The United Stated District Court for the Southern District of California has ordered that three patents assigned to Pacific Surf Designs, Inc. are in fact the property of WhiteWater West Industries, Ltd, suppliers of the innovative water slides, surf simulators and interactive water play structures to the world’s leading water parks.

The ruling was decided on March 26, 2019, and is the result of a two-year lawsuit, which ended in a four-day trial held in February, against Pacific Surf Designs and its co-founders, Richard Alleshouse and Yong Yeh.

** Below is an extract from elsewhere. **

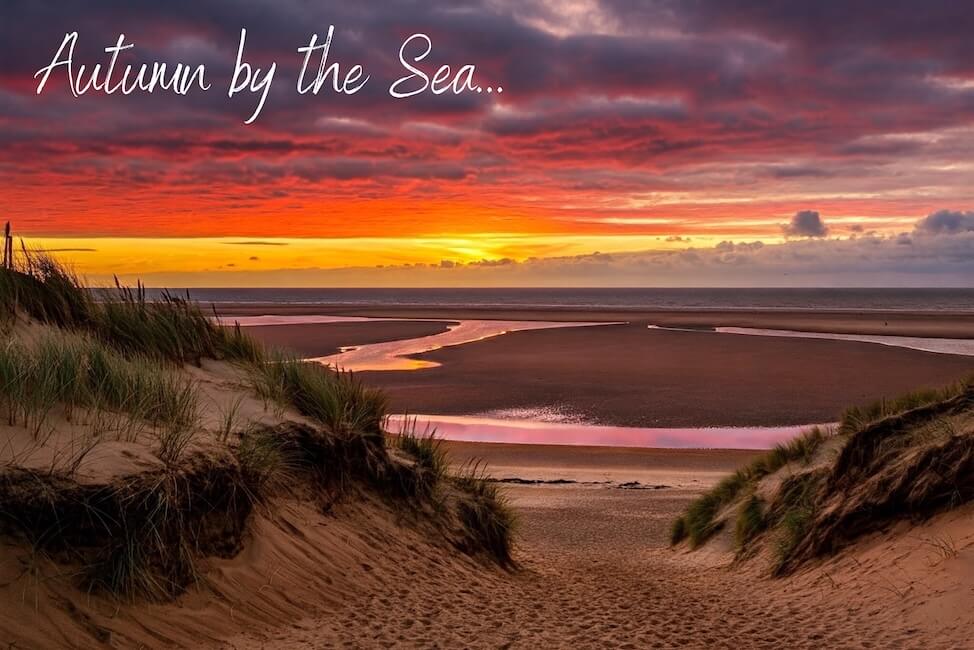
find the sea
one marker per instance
(891, 299)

Pacific Surf Designs had advertised the half-pipe, quarter-pipe, and nozzle surf machine patents as their own “industry firsts.” The patents were however found to have originated with Wave Loch, now known as FlowRider.

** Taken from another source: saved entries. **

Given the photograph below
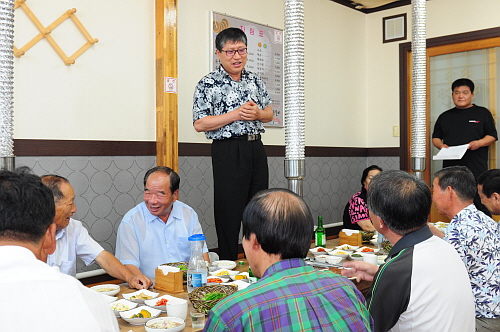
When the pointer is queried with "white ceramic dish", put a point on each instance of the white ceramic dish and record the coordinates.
(347, 247)
(228, 265)
(356, 258)
(339, 253)
(128, 296)
(161, 319)
(229, 273)
(239, 283)
(321, 258)
(333, 259)
(315, 252)
(99, 288)
(122, 305)
(244, 276)
(126, 315)
(221, 280)
(152, 303)
(368, 252)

Alleshouse worked for Wave Loch, inventors of the FlowRider simulated surfing attraction, prior to co-founding Pacific Surf Designs. In 2012, WhiteWater acquired Wave Loch’s FlowRider business.

According to Judge Dana M. Sabraw, sufficient evidence shows:

“Mr. Alleshouse’s half-pipe/quarter-pipe invention was related to, and emanated from, Wave Loch’s business and research.”

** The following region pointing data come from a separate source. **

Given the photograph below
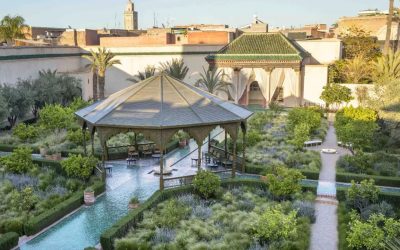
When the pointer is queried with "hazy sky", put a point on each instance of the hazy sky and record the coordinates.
(236, 13)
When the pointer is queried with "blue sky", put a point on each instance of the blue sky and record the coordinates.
(236, 13)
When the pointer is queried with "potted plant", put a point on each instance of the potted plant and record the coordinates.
(134, 203)
(183, 138)
(43, 149)
(88, 196)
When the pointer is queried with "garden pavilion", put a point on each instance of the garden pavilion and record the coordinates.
(159, 107)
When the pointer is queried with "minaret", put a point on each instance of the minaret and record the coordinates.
(130, 16)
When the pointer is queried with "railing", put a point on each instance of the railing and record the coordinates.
(188, 180)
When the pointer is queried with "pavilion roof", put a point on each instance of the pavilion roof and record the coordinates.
(259, 47)
(162, 102)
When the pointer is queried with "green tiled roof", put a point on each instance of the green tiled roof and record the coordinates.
(259, 47)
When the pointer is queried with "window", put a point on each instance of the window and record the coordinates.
(254, 86)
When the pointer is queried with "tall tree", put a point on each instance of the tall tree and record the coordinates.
(149, 71)
(11, 28)
(175, 68)
(213, 81)
(102, 59)
(389, 27)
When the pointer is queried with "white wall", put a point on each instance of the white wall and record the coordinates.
(324, 51)
(315, 78)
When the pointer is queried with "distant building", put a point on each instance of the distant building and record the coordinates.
(372, 21)
(130, 17)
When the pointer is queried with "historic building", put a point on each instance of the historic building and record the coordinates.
(130, 16)
(264, 68)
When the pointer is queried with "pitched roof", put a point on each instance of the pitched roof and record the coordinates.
(259, 47)
(162, 102)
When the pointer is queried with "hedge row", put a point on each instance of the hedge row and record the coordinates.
(40, 222)
(8, 241)
(122, 227)
(259, 169)
(379, 180)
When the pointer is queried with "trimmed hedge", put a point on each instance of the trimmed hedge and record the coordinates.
(43, 220)
(121, 228)
(8, 241)
(379, 180)
(259, 169)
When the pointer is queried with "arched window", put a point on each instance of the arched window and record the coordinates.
(254, 86)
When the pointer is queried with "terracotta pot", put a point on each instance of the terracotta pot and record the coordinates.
(43, 152)
(89, 198)
(133, 205)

The Court noted how, in an email to Yeh less than three weeks after founding Pacific Surf Designs, Alleshouse had “described his ideas for the inventions as knock offs of Wave Loch’s products.”

In awarding WhiteWater with ownership of the patents, the Judge said that “common sense” showed that WhiteWater, as Wave Loch’s successor, owns the patents.

Yeh was also ordered by the court to be removed as a co-inventor of the three patents. The court found that “Mr. Yeh did not contribute to the conception of the inventions” and that “Mr. Yeh’s alleged patentable contributions were either rejected by the patent office or mirrored pre-existing technology by Wave Loch.”

In a statement about the court ruling, WhiteWater CEO, Geoff Chutter, said:

“We are happy that the Court recognised these ‘industry firsts’ originated with the Wave Loch/WhiteWater team and are pleased that these three patents are being returned to WhiteWater.

“We fought this case because if innovation is to prosper in our industry we need to protect the rights of intellectual property.”